A judge set bail at $100,000 for former New Jersey transportation commissioner Jamie Fox.
The U.S. attorney’s office charged Fox with conspiracy to commit bribery, which is punishable by a maximum prison sentence of five years.
Fox and attorney Michael Critchley didn’t comment on the case after the hearing. Previously, Critchley said his client would never jeopardize his reputation by engaging in illegal behavior.
The U.S. attorney’s office must now present the case to a grand jury for possible indictment. Prosecutors didn’t comment on how long that might take.
The government alleges the 61-year-old Fox helped then-Port Authority of New York and New Jersey chairman David Samson get a regular flight to Samson’s vacation home in South Carolina when Fox was a paid consultant and lobbyist for United. Samson pleaded guilty last month to a bribery charge.
Samson applied pressure to the airline by withholding a Port Authority board voteon a deal to let United build a new hangar in Newark that would accommodate wide-body jets, the government contends.
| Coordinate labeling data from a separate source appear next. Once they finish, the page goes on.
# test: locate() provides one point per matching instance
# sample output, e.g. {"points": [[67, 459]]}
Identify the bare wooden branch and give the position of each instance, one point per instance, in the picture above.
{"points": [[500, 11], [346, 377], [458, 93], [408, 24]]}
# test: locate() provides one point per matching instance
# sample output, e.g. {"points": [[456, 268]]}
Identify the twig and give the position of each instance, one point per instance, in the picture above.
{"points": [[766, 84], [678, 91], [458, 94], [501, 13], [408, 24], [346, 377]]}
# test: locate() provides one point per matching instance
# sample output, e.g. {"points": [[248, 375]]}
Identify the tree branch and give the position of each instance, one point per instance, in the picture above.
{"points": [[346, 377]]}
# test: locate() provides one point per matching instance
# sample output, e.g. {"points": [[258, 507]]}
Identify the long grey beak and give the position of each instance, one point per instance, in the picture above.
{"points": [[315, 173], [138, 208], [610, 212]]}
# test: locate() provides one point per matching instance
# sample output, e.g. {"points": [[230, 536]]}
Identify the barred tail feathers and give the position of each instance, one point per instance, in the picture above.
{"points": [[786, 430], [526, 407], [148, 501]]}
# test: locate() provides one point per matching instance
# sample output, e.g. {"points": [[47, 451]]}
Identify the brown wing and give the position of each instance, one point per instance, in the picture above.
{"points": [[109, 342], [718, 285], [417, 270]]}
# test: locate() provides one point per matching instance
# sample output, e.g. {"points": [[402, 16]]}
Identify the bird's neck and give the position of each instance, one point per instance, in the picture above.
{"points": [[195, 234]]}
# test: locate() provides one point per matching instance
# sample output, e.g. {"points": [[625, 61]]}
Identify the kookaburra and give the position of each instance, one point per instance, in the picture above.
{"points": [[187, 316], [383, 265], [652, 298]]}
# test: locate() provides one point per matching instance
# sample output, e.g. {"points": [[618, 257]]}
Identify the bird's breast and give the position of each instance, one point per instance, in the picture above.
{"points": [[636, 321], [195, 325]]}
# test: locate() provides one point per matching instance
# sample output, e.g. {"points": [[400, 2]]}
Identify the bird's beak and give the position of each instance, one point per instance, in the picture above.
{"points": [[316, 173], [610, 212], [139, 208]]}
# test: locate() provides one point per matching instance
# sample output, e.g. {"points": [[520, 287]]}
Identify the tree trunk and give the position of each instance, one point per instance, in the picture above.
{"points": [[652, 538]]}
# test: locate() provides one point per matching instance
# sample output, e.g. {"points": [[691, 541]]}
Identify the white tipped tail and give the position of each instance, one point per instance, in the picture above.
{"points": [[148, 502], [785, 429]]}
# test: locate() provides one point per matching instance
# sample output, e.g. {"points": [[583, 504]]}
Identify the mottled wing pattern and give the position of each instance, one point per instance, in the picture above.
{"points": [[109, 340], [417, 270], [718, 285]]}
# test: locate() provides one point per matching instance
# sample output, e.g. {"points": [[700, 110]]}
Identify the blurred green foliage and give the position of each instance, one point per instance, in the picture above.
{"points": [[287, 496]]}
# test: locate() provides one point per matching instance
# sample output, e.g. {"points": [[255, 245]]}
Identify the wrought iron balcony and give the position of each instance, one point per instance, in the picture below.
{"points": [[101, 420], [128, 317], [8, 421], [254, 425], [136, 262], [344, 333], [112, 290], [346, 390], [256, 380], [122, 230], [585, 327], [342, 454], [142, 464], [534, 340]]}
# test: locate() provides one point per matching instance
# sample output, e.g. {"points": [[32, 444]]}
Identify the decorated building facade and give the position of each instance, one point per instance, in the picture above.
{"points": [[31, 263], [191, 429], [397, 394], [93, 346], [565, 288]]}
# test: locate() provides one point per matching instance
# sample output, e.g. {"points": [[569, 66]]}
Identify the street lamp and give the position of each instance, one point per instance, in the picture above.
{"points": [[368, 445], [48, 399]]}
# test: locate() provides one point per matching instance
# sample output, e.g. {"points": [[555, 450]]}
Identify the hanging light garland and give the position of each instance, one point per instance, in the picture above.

Chicago-based United agreed to pay a $2.25 million penalty and said it agreed to continue to enhance its compliance, anti-bribery and anti-corruption program, the U.S. attorney’s office announced last month.
United’s then-CEO, Jeff Smisek, and two other executives left the airline last year after United conducted its own investigation. None of them has been charged with any criminal wrongdoing.
Both Fox and Samson were close allies of Republican Gov. Chris Christie.
Fox, a Democrat, went on to work for Christie as the state’s transportation commissioner after ending his work for United. Samson, a former state attorney general, was considered a mentor to Christie and headed his transition team after Christie was elected governor in 2009.
Christie has praised both men publicly since their arrest, calling Fox “a very worthwhile and worthy public servant” who “has been convicted of absolutely nothing.” Christie said last month he was saddened by Samson’s guilty plea but called his friend “an extraordinary person” who “obviously had a lapse in judgment.”
According to the criminal complaint, Fox began lobbying United to resurrect the direct flight from Newark to Columbia, South Carolina, in early 2011, shortly after Samson was named Port Authority chairman.
In the fall of 2011, the complaint alleges, Samson removed an item from the Port Authority’s board meeting agenda regarding United’s hangar deal.
After the board eventually voted to approve the deal a few months later, United restarted the flights, which Samson and others allegedly referred to as “the Chairman’s flight.” The airline discontinued the flights shortly after Samson resigned in early 2014.